The study strength was the large sample of patients who visited a single ophthalmologist at the dry-eye center. Moreover, the treatment rationale and patient-education program remained consistent throughout the study period. We identified dermatochalasis as a factor contributing to the severity of MGD. However, the correlation was weak, with a low correlation coefficient. This is similar to a previous study that reported non-significant or weakly significant correlations between clinical parameters [
18], with correlation coefficients of <0.2. This could be attributed to the multifactorial nature of dry-eye disease [
36] and the discordance between subjective symptoms and objective signs [
14]. In addition, structural changes in the meibomian glands are a result of chronic MGD rather than a short-term effect, such as after cataract/corneal surgery [
37,
38,
39] and lid hygiene, as shown in this study. The temporal effects on the change in LLT, MGE, and meiboscale grade vary, which may contribute to the disparity that is frequently encountered in dry-eye studies.
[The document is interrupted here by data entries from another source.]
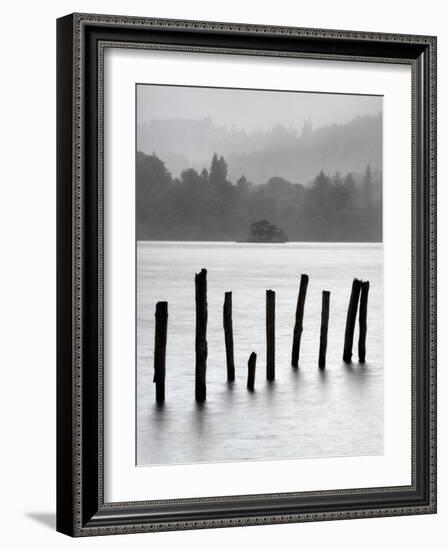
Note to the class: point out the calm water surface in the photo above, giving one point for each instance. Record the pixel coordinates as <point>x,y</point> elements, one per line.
<point>305,412</point>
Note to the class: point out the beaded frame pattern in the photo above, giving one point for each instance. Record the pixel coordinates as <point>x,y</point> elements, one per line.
<point>79,21</point>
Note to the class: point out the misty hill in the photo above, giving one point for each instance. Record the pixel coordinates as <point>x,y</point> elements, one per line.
<point>285,152</point>
<point>207,206</point>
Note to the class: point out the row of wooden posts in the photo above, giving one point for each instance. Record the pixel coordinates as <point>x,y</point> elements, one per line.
<point>359,296</point>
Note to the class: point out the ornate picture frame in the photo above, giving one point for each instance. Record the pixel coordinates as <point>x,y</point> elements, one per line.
<point>81,506</point>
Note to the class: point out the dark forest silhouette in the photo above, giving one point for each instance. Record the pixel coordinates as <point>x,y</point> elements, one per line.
<point>206,206</point>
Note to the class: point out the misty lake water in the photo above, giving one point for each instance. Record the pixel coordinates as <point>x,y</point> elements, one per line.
<point>306,412</point>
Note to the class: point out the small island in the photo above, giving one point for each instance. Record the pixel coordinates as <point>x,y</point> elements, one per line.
<point>266,232</point>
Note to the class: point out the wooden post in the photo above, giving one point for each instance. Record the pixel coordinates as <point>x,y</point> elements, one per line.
<point>251,364</point>
<point>160,350</point>
<point>270,335</point>
<point>351,319</point>
<point>324,328</point>
<point>228,336</point>
<point>201,335</point>
<point>298,326</point>
<point>363,321</point>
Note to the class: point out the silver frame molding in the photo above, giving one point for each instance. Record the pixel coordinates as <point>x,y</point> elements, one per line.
<point>81,509</point>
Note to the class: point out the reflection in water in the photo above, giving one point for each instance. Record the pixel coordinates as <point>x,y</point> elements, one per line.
<point>305,412</point>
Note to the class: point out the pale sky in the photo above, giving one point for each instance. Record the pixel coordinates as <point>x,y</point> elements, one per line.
<point>251,109</point>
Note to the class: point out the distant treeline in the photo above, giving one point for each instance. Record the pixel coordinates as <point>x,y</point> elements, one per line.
<point>206,206</point>
<point>278,151</point>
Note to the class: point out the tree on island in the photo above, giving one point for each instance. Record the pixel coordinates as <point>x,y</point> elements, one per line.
<point>203,204</point>
<point>266,232</point>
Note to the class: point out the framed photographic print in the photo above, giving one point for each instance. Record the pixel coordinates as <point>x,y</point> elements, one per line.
<point>246,274</point>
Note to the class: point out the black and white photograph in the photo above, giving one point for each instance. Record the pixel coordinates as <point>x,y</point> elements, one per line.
<point>259,274</point>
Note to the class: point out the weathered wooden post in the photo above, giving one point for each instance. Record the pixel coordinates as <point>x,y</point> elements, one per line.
<point>228,336</point>
<point>251,364</point>
<point>160,350</point>
<point>363,321</point>
<point>270,335</point>
<point>201,335</point>
<point>298,326</point>
<point>351,319</point>
<point>324,328</point>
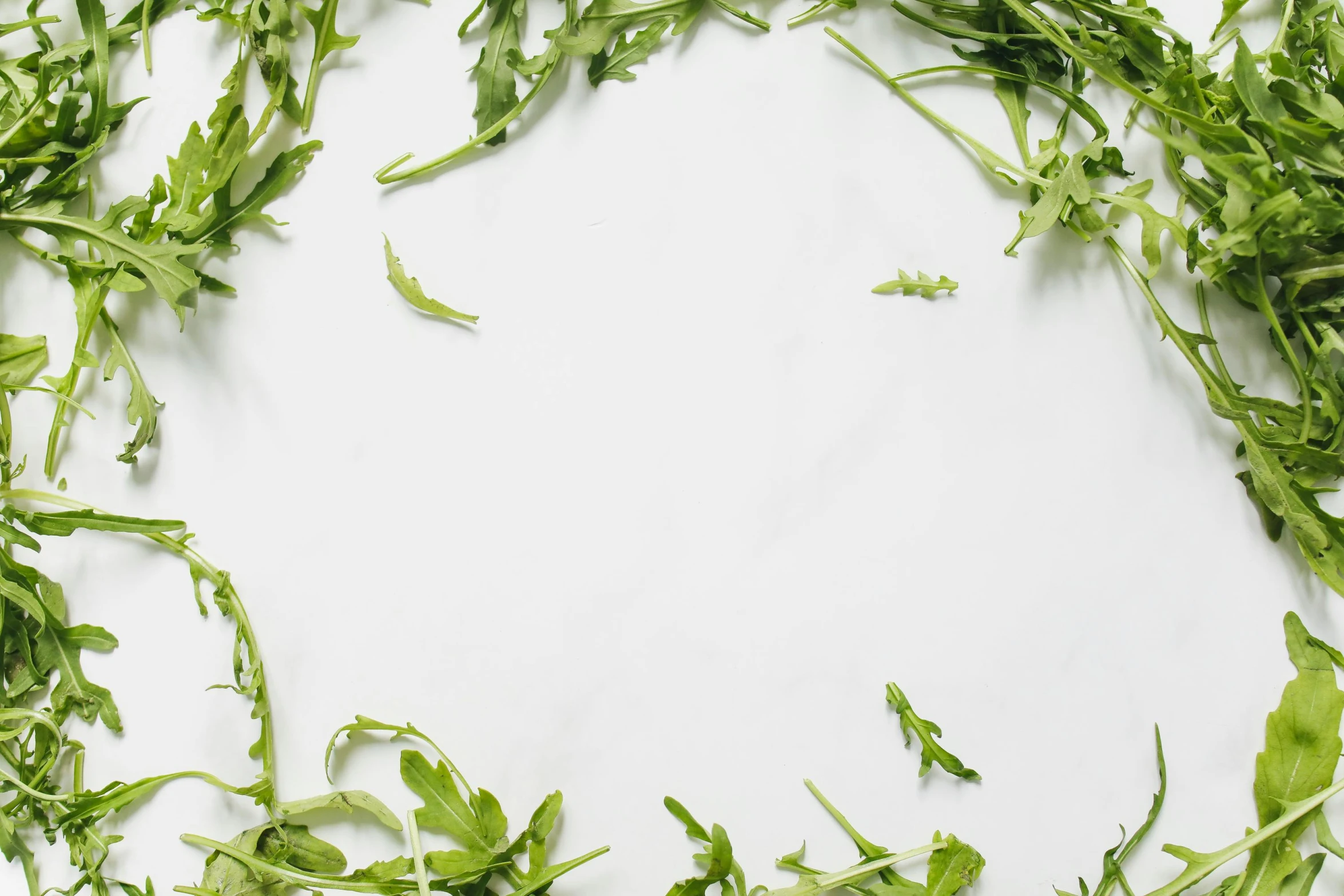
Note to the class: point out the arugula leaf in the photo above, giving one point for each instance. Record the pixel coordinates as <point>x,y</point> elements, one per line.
<point>931,751</point>
<point>325,41</point>
<point>413,293</point>
<point>66,521</point>
<point>160,264</point>
<point>346,801</point>
<point>921,285</point>
<point>496,89</point>
<point>143,410</point>
<point>952,868</point>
One limitation is the retrospective nature of our study. Patient dropout due to suboptimal compliance is a major issue. However, the results reflected a real-world scenario and are thus readily applicable to most daily practices. Another limitation is that we defined compliance as returning to the clinic for follow-up examinations, but lid hygiene possibly was not fully performed. Thus, the true lid hygiene compliance rate could have been overestimated. In contrast, some patients with good compliance may have improved so much that they did not return for further follow-up examinations, which would have led to an underestimation of compliance. Another limitation is that we did not include systemic conditions in the analysis. Patients with systemic diseases showed more severe dry-eye disease signs [
15], whereas patients with lower self-perceived health had higher discordance between symptoms and signs [
13]. Not including these factors in this study could have led to the low correlation coefficients. A third limitation is that we did not recruit patients with less severe dry eye symptoms as they were encouraged not to visit tertiary medical center in our health care system. Further study to enroll patients with less severity in the general ophthalmology clinics to verify the association between DM severity and MGD would facilitate the generalization.